CreakyJoints Australia national coordinator Naomi Creek reflected on the significance of these findings.
“The outpatient system has been poor for a long time, with many of the same issues noted in different clinics,” she said.
“Continuity of care is a huge problem. If a patient sees a different doctor each time, the doctors have limited context to evaluate the patient’s symptoms or understand the impact on their daily life. This is not a judgement of the work done by HCPs in these settings but an example of the limitations of public outpatient clinics.”
Top priorities of HCPs
HCPs focused more on non-technical aspects of service provision, such as information sharing and individualisation of care.
In their focus groups, they discussed issues such as multidisciplinary team involvement, patient organisations, and cultural awareness and sensitivity.
The HCPs emphasised the importance of sharing and adapting information to suit the needs and health literacy of each patient. They also stressed seeing patients as more than just their condition, looking at the context and concerns of individual patients as essential to optimising their care outcomes.
The HCPs showed strong positivity and optimism about patient-centred care delivery. They described many instances of patient-centred care practices used in their clinics, yet the study implied patients did not recognise these as examples of patient-centred care.
“Patients need to feel nurtured and heard at each step of their outpatient experience,” said Ms Creek. “With time pressures and continuity of care issues at public hospital clinics, patients might not feel they receive the less tangible forms of care they need and expect. They may come away with a new treatment plan but feel unsatisfied with the consultation experience.”
The authors freely recognised the limitations of this study. For example, the patients were all recruited from public hospital outpatient clinics. Therefore, they likely came from metropolitan areas and (potentially) have lower incomes than their peers who attend private rheumatology practices. Also, only English-speaking patients were recruited. By contrast, the HCPs worked in a mix of public and private settings.
Our reflections on the study
“The issues raised in this study aren’t new,” Ms Creek pointed out. “So, how can patient voices from studies like this be used to improve the system?”
CreakyJoints Australia believes it is important to remember the study specifically gathered the experiences of patients from two public hospitals. Therefore, the issues prioritised by the patient participants do not necessarily reflect those of rheumatology patients across our health system. We would like to see researchers ask the same questions of patients from a broad range of demographic groups but using the same study method.
We noted that mental health was not specifically mentioned in the study apart from one sentence about burden of disease. We were surprised by this and wonder if mental health was discussed in the focus groups. If so, in what context?
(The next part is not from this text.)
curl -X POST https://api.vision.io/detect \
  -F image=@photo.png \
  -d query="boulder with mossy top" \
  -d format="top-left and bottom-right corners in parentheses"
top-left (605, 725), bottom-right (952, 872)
If not, why not?
To maximise the positives of patient-centred care, we need patients and HCPs to share a standard definition of what it is and how it is assessed (the KPIs). As the authors noted, bridging this divide will require HCPs to incorporate regular patient feedback on non-technical care domains, review blind spots in care provision and adapt practice accordingly.
“Focus groups and studies can reveal important facts about missing elements of patient care,” said Ms Creek. “However, to achieve optimal patient-centred care across the system, patients need to be included in planning and decision-making at every level.
Madeleine J Bryant, Rebecca Munt, Rachel J Black, Amy Reynolds, Catherine L Hill. Joining forces to understand what matters most: qualitative insights into the patient experience of outpatient rheumatology care. doi.org/10.1093/rap/rkad068
Rosemary Ainley wrote this article on behalf of the CreakyJoints Australia team.
CreakyJoints Australia would like to thank Rheumatology Republic for this opportunity to share the patient voice within the Australian rheumatology community.